At 17:32 UTC, Wikipedia editor “Sydwhunte” updated the Queen Elizabeth II page to reflect her death. Their change was the first of a flurry of edit conflicts on that page.

The page was edited more than 55 times over the next 15 minutes as editors changed verbs to past tense, updated the infobox, and so on. A “task force” formed, calling themselves “WikiProject London Bridge,” specifically to undertake the “updates required due to the death and succession of Elizabeth II, and the accession of Charles III.”

It started as six people and now has 20 people on board.

We are reminded by depths of wikipedia that:

everyone is doing this for free. they just think it’s fun an (sic) important

• • •

The only reason anyone does more than the bare minimum at their job is that there is some intrinsic purpose in the work for them.

In Daniel Pink’s book, Drive, he calls it “motivation 3.0.”

The idea stems from Maslow’s hierarchy of needs. “Motivation 1.0” is the need for money to buy food and shelter, and “motivation 2.0” is incentives described as “the carrot and the stick.”

The carrot might be recognition, promotion, or a bonus. The stick might be a PIP, or being removed from a team or project, or the risk of getting fired.

But it’s “motivation 3.0” that gets a Wikipedia editor like Pi.1415926535 to submit over 35,000 edits to (mostly) Boston MBTA transit pages over the course of 16 years. They do it because to them, it’s important.

If you could build an engine inside of a person like that, and inspire them to contribute, I have no doubt that they would surprise and impress you.

• • •

Connecting someone’s work to its purpose is what James Robbins calls the second paycheck in his book Nine Minutes on Monday (one of my favorite practical management books).

Whether folks on your teams understand what their work is contributing to or not, it is your job as their manager to explicitly identify the connection of their work to the purpose; to give them their second paycheck.

To do it, Robbins suggests answering three questions:

Whom do we serve?

Who is the beneficiary of the team’s or company’s work? How detailed a picture can you help to paint of who is benefiting? Are there opportunities for your team members to have direct interactions with customers? Read their feedback? Observe focus groups?

What have we been hired to do?

Go one step deeper than the product or service. I worked for Wayfair, which sells furniture and home decor products, but just selling end tables isn’t the mission. The deeper purpose was to help people “create a home they love.”

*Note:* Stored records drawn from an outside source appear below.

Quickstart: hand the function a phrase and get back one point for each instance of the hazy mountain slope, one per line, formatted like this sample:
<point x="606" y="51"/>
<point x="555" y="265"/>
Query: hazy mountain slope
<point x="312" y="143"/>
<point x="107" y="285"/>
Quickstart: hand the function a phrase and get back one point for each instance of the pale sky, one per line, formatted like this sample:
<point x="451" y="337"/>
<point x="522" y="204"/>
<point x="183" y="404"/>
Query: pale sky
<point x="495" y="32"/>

If you worked at Hulu on transcoding or browse features, your surface-level job is to improve the customer experience in some way, but the deeper mission (according to Hulu) is “to captivate and connect people with stories they love.”

How do you make a difference?

Finally, help your team member see the straight line from the work they’re doing, no matter how seemingly trivial, to fulfilling the purpose for the customer, or to the team, or to you as their manager.

Show them how their work makes others’ lives better.

Deliver the second paycheck through an actual conversation (whether verbal, email, or Slack, it doesn’t matter). Connect their specific work to its purpose, using detailed language.

Questions for you

  1. What about your job is important to you?

  2. How will you connect your team’s work to a purpose this week?

  3. Think of a time that you put effort into something without being paid for it. What was the real payoff for you?